Another more traditional business for us in the power management area where we expect to see an opportunity for future revenue growth and it is well over a $100 million of annual revenue is our simple switcher portfolio. Here National is identified as the go-to place for generalist power supply designers looking for what we call the ease of use to design and build their systems power supply. Our web-based designer tool provides to our customers not just our power ICs but the suggested full bill of materials which is often some eight to 10 components that are required to quickly build an appropriate power supply.

In October we’ll be extending our capability in this area with the introduction of our fifth generation of our simple switchers. This is 26 new parts with more customer usable features that we have on our power designer web tool, which by the way is used by our customers more than a thousand times every day to create new power supply designs. At the same time, in October we’ll also expand our simple switcher offering with our first family of simple switcher controllers. This extends the ease of use capability to designs for higher current and higher power efficiency power supplies. In the future we also plan to extend our power supply solutions much further into the system level where we can capture multiple dollar ASPs in our customers’ power supplies.
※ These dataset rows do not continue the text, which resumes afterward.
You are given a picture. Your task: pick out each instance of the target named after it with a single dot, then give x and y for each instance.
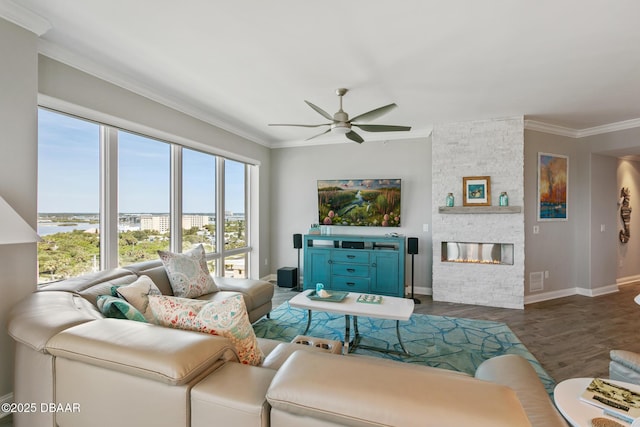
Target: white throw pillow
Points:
(188, 273)
(137, 294)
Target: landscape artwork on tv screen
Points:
(359, 202)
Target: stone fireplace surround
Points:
(493, 148)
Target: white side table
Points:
(576, 412)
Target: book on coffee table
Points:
(370, 299)
(615, 400)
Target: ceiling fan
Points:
(341, 124)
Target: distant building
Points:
(161, 223)
(189, 221)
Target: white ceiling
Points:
(571, 64)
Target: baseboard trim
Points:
(629, 280)
(7, 398)
(603, 290)
(546, 296)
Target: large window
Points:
(164, 197)
(68, 196)
(143, 198)
(235, 224)
(199, 201)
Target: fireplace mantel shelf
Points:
(479, 209)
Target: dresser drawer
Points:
(351, 270)
(351, 284)
(360, 257)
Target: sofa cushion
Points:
(119, 308)
(227, 318)
(188, 272)
(137, 294)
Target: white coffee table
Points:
(392, 308)
(575, 411)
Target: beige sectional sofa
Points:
(99, 371)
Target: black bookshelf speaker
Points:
(412, 243)
(297, 241)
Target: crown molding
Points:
(549, 128)
(580, 133)
(24, 18)
(88, 66)
(39, 25)
(611, 127)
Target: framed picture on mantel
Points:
(476, 191)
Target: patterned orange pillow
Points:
(227, 318)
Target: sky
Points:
(69, 165)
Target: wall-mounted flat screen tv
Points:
(359, 202)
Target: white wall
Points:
(295, 172)
(18, 157)
(628, 175)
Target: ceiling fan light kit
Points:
(341, 125)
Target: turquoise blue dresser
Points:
(366, 264)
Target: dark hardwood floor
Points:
(571, 336)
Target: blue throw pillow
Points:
(119, 308)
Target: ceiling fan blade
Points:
(320, 111)
(382, 128)
(304, 126)
(374, 114)
(315, 136)
(354, 137)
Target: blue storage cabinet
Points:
(366, 264)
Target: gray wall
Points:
(559, 246)
(18, 157)
(294, 189)
(628, 175)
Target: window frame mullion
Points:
(175, 195)
(108, 197)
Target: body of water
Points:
(46, 228)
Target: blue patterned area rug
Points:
(439, 341)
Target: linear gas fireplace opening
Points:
(478, 253)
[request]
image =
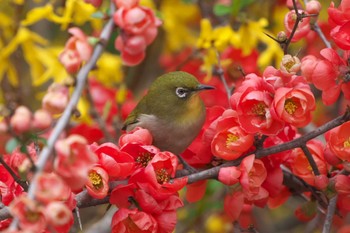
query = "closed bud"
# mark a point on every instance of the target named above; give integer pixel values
(290, 64)
(21, 120)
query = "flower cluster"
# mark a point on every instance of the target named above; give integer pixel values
(138, 28)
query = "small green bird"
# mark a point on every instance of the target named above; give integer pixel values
(172, 111)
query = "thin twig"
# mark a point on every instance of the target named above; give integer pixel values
(310, 159)
(63, 121)
(97, 116)
(330, 213)
(220, 72)
(212, 173)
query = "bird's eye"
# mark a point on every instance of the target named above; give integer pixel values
(181, 92)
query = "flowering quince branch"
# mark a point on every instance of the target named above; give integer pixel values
(64, 119)
(298, 142)
(15, 177)
(96, 115)
(329, 215)
(310, 159)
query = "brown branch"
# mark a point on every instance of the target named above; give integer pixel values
(212, 173)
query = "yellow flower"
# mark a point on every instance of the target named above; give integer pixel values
(109, 69)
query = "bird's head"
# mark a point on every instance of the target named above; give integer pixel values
(174, 96)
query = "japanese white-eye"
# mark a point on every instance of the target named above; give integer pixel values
(172, 111)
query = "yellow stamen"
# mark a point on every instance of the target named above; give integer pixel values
(162, 176)
(290, 106)
(231, 138)
(95, 179)
(144, 158)
(259, 109)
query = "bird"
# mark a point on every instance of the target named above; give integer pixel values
(172, 111)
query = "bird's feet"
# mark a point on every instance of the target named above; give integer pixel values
(186, 166)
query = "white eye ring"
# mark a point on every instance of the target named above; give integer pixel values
(181, 92)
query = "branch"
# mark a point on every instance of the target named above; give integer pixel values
(63, 121)
(330, 213)
(212, 173)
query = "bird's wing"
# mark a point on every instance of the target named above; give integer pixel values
(131, 119)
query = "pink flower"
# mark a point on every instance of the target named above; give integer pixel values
(339, 19)
(294, 104)
(137, 135)
(21, 120)
(73, 161)
(29, 212)
(116, 163)
(303, 27)
(56, 99)
(76, 51)
(252, 101)
(328, 74)
(125, 220)
(50, 187)
(97, 183)
(59, 215)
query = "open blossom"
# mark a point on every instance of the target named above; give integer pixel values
(252, 101)
(231, 143)
(294, 104)
(329, 74)
(303, 27)
(73, 161)
(138, 26)
(338, 140)
(301, 167)
(339, 19)
(29, 213)
(97, 183)
(77, 50)
(56, 98)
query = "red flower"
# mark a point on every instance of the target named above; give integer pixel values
(73, 161)
(137, 135)
(252, 101)
(294, 104)
(50, 187)
(231, 143)
(76, 51)
(29, 212)
(339, 141)
(301, 166)
(116, 163)
(303, 27)
(125, 220)
(328, 74)
(339, 19)
(97, 183)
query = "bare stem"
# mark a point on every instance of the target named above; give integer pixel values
(310, 159)
(97, 116)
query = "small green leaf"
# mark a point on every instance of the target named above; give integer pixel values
(11, 145)
(221, 10)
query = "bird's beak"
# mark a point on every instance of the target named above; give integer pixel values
(202, 87)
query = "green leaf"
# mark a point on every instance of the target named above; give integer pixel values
(98, 15)
(11, 145)
(220, 9)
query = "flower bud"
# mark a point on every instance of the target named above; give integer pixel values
(290, 64)
(313, 7)
(21, 120)
(42, 119)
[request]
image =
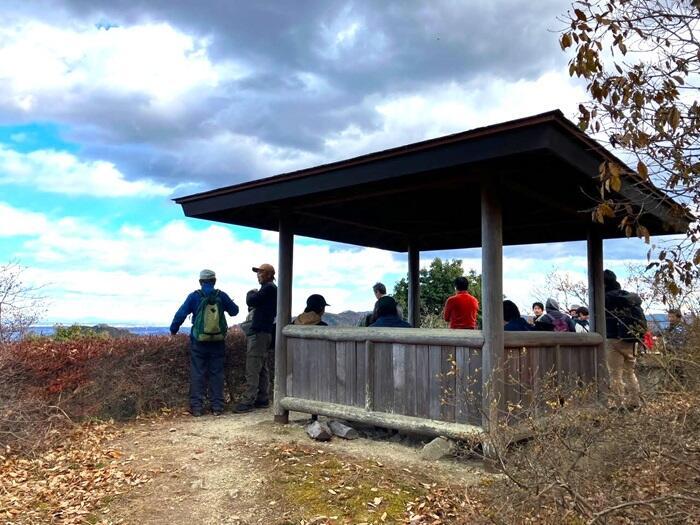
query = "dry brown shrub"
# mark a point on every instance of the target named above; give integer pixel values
(46, 385)
(583, 463)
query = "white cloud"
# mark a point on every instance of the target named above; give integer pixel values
(15, 222)
(138, 276)
(154, 60)
(134, 275)
(453, 107)
(62, 172)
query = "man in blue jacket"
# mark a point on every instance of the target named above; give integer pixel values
(207, 346)
(258, 341)
(388, 314)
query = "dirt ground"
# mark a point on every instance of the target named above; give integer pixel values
(245, 469)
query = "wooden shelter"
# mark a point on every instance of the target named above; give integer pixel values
(524, 181)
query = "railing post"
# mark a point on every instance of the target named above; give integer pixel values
(369, 371)
(492, 302)
(284, 312)
(414, 286)
(596, 302)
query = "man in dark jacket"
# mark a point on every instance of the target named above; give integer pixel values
(258, 341)
(313, 313)
(513, 321)
(206, 357)
(388, 315)
(624, 325)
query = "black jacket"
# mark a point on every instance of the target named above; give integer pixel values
(265, 303)
(624, 318)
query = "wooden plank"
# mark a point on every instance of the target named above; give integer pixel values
(289, 352)
(383, 377)
(300, 367)
(436, 336)
(324, 375)
(492, 298)
(462, 384)
(370, 365)
(527, 376)
(519, 339)
(361, 373)
(284, 311)
(435, 370)
(411, 380)
(512, 378)
(340, 369)
(422, 381)
(596, 302)
(447, 372)
(475, 385)
(398, 358)
(414, 425)
(413, 286)
(351, 386)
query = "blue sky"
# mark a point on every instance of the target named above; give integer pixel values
(110, 109)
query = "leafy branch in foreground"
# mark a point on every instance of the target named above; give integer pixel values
(641, 60)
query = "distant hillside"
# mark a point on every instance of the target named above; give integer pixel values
(347, 318)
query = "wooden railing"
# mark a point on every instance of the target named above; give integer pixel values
(401, 378)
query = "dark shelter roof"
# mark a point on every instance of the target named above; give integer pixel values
(428, 193)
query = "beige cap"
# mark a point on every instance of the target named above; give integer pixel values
(206, 275)
(268, 268)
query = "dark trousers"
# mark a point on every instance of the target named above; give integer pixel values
(207, 366)
(257, 376)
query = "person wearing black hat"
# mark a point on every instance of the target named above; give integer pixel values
(625, 324)
(388, 315)
(313, 313)
(263, 303)
(512, 320)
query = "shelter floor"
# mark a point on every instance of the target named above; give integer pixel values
(240, 469)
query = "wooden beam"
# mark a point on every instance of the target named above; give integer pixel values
(492, 302)
(416, 336)
(596, 300)
(414, 286)
(415, 425)
(284, 312)
(337, 220)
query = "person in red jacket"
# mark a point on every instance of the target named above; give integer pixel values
(462, 307)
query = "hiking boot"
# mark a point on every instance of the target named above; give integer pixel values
(243, 407)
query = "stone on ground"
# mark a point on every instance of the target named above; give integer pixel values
(342, 430)
(319, 431)
(437, 449)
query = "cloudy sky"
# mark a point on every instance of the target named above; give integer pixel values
(109, 109)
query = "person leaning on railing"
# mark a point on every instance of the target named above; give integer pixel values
(388, 315)
(461, 309)
(625, 325)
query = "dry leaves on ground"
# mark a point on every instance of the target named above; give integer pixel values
(67, 483)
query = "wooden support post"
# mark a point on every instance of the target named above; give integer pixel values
(492, 303)
(596, 302)
(284, 312)
(414, 286)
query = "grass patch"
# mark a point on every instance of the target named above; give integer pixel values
(315, 483)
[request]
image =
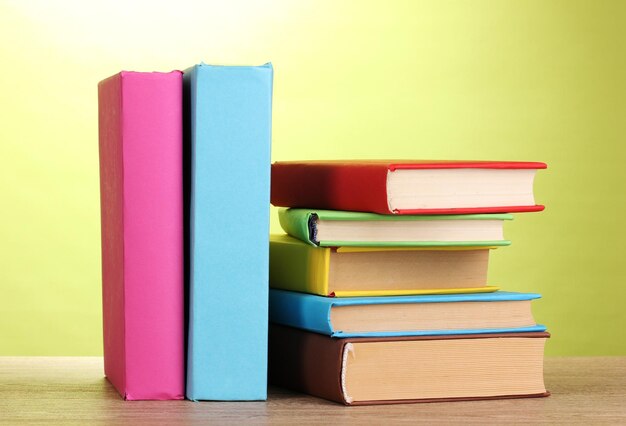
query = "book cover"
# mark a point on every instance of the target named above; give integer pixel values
(364, 185)
(140, 144)
(228, 113)
(327, 368)
(298, 266)
(313, 313)
(303, 224)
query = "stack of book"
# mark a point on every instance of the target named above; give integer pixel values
(379, 290)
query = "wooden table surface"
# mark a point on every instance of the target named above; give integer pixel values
(73, 390)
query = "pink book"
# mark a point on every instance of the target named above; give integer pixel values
(140, 130)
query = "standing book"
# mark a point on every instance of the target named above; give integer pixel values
(228, 114)
(406, 186)
(140, 132)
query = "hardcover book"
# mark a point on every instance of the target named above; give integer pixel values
(391, 370)
(498, 312)
(376, 271)
(141, 190)
(331, 228)
(229, 110)
(406, 187)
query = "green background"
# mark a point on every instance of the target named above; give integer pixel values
(492, 80)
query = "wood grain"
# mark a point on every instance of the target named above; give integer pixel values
(70, 390)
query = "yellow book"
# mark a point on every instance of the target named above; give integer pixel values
(376, 271)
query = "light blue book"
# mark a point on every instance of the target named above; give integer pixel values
(228, 112)
(424, 315)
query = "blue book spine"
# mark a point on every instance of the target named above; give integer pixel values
(228, 114)
(311, 312)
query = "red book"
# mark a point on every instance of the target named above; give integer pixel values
(407, 186)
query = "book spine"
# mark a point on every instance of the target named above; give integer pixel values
(142, 243)
(331, 186)
(306, 362)
(298, 266)
(306, 311)
(295, 222)
(230, 132)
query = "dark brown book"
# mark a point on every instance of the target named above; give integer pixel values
(391, 370)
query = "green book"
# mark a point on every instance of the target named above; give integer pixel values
(329, 228)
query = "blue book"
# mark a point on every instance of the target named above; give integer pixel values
(388, 316)
(228, 112)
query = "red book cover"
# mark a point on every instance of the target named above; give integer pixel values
(362, 185)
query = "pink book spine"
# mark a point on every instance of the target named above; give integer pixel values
(140, 132)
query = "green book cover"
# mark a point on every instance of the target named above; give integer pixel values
(303, 225)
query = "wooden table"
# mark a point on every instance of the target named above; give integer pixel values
(73, 390)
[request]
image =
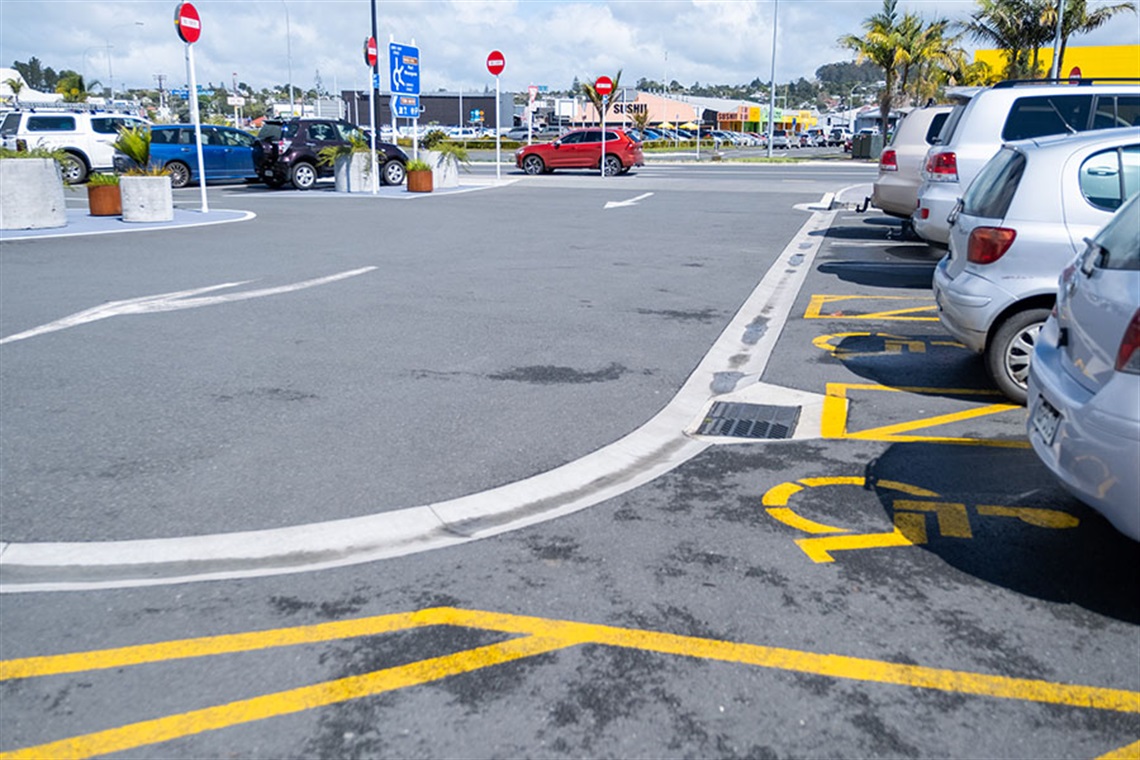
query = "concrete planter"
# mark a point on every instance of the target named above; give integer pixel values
(147, 198)
(31, 194)
(445, 169)
(352, 173)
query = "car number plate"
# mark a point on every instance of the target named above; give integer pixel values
(1045, 421)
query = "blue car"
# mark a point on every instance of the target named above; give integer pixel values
(227, 153)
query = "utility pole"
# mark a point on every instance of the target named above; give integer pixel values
(161, 79)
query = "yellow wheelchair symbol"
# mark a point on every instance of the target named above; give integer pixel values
(951, 520)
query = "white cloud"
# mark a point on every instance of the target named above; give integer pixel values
(545, 41)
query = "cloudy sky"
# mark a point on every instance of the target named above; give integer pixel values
(544, 41)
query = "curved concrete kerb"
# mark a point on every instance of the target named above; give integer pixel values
(653, 449)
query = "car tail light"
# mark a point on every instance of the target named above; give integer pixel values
(988, 244)
(1128, 357)
(942, 168)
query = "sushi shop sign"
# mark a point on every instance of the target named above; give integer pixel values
(630, 107)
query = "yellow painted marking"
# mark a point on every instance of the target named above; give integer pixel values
(1032, 515)
(283, 703)
(952, 519)
(833, 423)
(820, 549)
(202, 647)
(1130, 752)
(538, 636)
(776, 498)
(790, 519)
(815, 308)
(778, 495)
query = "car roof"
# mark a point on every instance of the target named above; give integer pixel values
(1094, 138)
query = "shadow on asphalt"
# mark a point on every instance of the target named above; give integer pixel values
(914, 275)
(1090, 565)
(914, 359)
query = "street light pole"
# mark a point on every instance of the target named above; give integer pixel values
(288, 56)
(772, 91)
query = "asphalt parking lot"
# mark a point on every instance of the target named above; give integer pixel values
(897, 578)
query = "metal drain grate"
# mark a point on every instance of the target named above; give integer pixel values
(754, 421)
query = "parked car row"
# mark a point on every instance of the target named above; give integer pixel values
(1035, 191)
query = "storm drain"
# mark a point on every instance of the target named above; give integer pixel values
(751, 421)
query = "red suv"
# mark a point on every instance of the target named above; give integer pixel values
(581, 149)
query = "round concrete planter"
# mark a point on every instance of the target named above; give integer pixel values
(352, 173)
(31, 194)
(445, 169)
(147, 198)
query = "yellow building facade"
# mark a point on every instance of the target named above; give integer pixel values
(1112, 60)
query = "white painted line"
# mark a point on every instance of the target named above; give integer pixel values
(127, 227)
(151, 304)
(653, 449)
(623, 204)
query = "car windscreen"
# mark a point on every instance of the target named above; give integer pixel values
(951, 124)
(935, 129)
(993, 188)
(10, 124)
(1049, 114)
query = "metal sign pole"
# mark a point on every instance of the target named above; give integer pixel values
(602, 163)
(197, 127)
(372, 123)
(498, 135)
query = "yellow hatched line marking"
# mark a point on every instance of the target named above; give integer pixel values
(833, 423)
(815, 309)
(539, 636)
(1130, 752)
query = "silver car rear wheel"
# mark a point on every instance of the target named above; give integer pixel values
(1010, 350)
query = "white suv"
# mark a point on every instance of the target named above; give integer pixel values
(1007, 112)
(87, 138)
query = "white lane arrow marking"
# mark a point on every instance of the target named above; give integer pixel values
(149, 304)
(630, 202)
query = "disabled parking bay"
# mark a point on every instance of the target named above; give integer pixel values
(906, 582)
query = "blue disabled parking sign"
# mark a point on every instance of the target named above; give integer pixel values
(404, 68)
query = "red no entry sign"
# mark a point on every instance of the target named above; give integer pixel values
(496, 63)
(188, 23)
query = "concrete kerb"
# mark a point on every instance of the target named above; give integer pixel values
(81, 223)
(659, 446)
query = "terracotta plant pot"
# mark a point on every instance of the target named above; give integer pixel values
(105, 199)
(420, 181)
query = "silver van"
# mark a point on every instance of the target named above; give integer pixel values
(1004, 113)
(896, 189)
(1023, 219)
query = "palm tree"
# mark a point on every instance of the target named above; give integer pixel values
(1014, 26)
(599, 100)
(71, 86)
(15, 84)
(1079, 19)
(926, 51)
(880, 45)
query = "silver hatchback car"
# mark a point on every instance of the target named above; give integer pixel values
(1020, 222)
(1084, 378)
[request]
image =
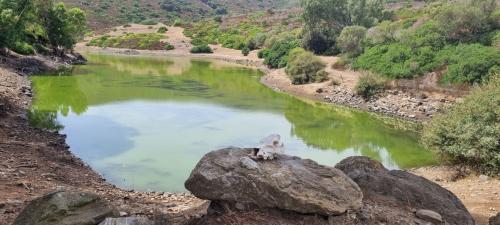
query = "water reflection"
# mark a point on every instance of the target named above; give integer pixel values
(145, 122)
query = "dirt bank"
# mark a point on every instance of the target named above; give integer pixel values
(34, 161)
(416, 100)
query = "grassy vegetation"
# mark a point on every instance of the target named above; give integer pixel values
(150, 41)
(29, 26)
(203, 48)
(162, 30)
(457, 38)
(468, 133)
(304, 67)
(369, 85)
(108, 13)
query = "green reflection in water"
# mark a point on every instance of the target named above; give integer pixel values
(144, 122)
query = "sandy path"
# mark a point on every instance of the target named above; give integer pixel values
(482, 198)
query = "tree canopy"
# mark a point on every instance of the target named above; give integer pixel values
(25, 24)
(325, 19)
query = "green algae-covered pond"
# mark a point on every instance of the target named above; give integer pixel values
(144, 122)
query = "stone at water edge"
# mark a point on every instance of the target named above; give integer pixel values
(66, 208)
(287, 183)
(404, 189)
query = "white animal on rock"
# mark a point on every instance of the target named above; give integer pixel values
(269, 147)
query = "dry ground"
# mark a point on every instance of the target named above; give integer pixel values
(481, 197)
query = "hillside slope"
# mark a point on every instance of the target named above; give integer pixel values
(107, 13)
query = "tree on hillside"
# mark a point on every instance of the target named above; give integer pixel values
(325, 19)
(351, 40)
(64, 27)
(13, 16)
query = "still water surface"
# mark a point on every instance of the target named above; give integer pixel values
(144, 122)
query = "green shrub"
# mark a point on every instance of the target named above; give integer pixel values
(277, 55)
(23, 48)
(218, 19)
(162, 30)
(201, 49)
(468, 133)
(177, 23)
(149, 22)
(168, 47)
(468, 63)
(132, 41)
(262, 53)
(245, 51)
(369, 85)
(351, 40)
(342, 63)
(304, 67)
(397, 60)
(39, 48)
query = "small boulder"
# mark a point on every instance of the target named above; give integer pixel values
(127, 221)
(404, 189)
(495, 220)
(66, 208)
(287, 183)
(429, 215)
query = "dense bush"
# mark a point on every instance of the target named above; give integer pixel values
(468, 133)
(369, 85)
(201, 49)
(149, 22)
(325, 19)
(277, 55)
(304, 67)
(24, 23)
(396, 60)
(162, 30)
(468, 63)
(177, 23)
(263, 53)
(168, 47)
(245, 51)
(133, 41)
(351, 40)
(23, 48)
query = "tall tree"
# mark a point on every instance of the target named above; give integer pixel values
(13, 18)
(325, 19)
(64, 27)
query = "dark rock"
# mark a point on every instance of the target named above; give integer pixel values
(429, 215)
(495, 220)
(287, 183)
(66, 208)
(127, 221)
(404, 189)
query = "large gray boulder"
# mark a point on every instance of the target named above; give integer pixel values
(404, 189)
(286, 183)
(66, 208)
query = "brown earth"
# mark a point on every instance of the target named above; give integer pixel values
(34, 161)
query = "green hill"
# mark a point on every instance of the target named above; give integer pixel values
(106, 13)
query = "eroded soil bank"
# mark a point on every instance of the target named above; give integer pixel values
(34, 162)
(415, 100)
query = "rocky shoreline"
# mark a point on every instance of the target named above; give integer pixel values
(410, 105)
(28, 168)
(35, 161)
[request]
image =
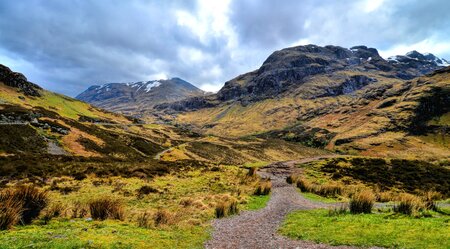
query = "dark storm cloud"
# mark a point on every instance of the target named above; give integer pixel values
(66, 46)
(267, 24)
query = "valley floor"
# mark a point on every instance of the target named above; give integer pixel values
(258, 229)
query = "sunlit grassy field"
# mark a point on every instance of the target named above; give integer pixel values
(188, 197)
(382, 229)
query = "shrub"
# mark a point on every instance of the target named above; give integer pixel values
(31, 198)
(106, 208)
(338, 210)
(263, 188)
(163, 217)
(362, 202)
(408, 204)
(328, 190)
(251, 171)
(54, 210)
(79, 210)
(304, 185)
(10, 212)
(226, 208)
(292, 179)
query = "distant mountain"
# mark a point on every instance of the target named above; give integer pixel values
(313, 71)
(138, 97)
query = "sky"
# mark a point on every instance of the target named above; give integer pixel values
(67, 46)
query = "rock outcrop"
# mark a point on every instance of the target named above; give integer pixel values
(138, 97)
(19, 81)
(286, 70)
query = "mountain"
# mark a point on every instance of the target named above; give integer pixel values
(37, 122)
(40, 127)
(348, 100)
(138, 97)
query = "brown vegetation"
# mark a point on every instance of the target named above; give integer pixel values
(107, 208)
(264, 188)
(362, 202)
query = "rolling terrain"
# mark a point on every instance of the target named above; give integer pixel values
(138, 98)
(317, 138)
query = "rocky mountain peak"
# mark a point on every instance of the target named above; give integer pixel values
(18, 80)
(136, 97)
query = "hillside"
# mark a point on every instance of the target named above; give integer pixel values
(348, 100)
(139, 97)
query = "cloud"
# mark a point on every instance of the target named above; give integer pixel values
(66, 46)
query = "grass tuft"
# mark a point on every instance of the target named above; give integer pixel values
(409, 204)
(32, 200)
(10, 212)
(264, 188)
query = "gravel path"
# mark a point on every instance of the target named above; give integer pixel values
(258, 229)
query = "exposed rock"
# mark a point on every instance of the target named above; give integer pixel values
(138, 97)
(286, 70)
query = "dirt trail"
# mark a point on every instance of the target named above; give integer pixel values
(258, 229)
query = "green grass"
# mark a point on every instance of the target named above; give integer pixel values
(385, 230)
(318, 198)
(257, 202)
(79, 233)
(256, 164)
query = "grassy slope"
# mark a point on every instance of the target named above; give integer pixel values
(189, 226)
(359, 120)
(385, 230)
(65, 106)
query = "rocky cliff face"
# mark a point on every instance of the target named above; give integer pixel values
(138, 97)
(339, 71)
(19, 81)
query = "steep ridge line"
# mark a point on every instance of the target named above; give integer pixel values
(258, 229)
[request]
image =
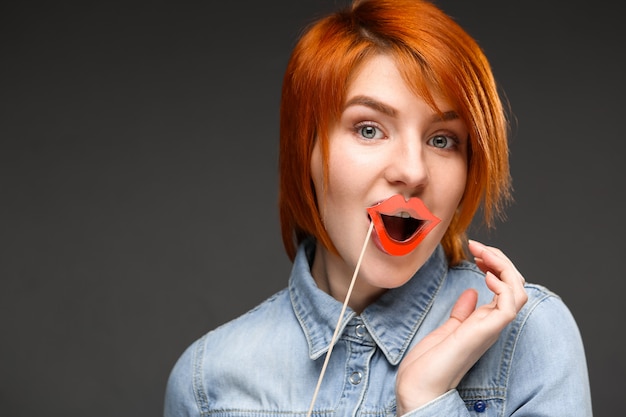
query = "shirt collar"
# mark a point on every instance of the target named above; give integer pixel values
(392, 320)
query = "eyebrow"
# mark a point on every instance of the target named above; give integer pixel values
(390, 111)
(372, 104)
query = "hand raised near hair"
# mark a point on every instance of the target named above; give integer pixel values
(439, 361)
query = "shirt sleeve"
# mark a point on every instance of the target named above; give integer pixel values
(449, 404)
(180, 396)
(548, 375)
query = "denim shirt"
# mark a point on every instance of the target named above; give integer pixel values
(266, 362)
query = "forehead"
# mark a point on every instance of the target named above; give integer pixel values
(381, 78)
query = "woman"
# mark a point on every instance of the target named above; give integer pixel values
(392, 136)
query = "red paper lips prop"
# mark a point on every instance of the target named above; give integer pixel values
(401, 225)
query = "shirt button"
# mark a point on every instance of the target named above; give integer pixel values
(479, 406)
(355, 378)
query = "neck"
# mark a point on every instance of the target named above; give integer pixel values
(333, 276)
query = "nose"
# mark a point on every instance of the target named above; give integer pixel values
(407, 167)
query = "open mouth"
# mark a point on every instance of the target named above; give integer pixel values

Talking about ASPs or average selling price our company ASP for this quarter was up about 4% year-on-year and was flat sequentially with the fourth quarter. We also achieved record gross margins at 66% in the quarter in a quarter where our sales to a high volume consumer application the mobile phone and personal mobile device space actually grew, and sales to our highest margin brought distribution driven customer base were slower over the summer. We aim to keep up this ASP and gross margin discipline as we expect to see a future growth benefit from the various energy initiatives that I mentioned earlier. As a reminder, in our last earnings call we set a target range of 65% to 70% for our gross margin and 30% or better operating margins. This quarter was yet another step consistent with these goals and with more leverage from future revenue growth still to come.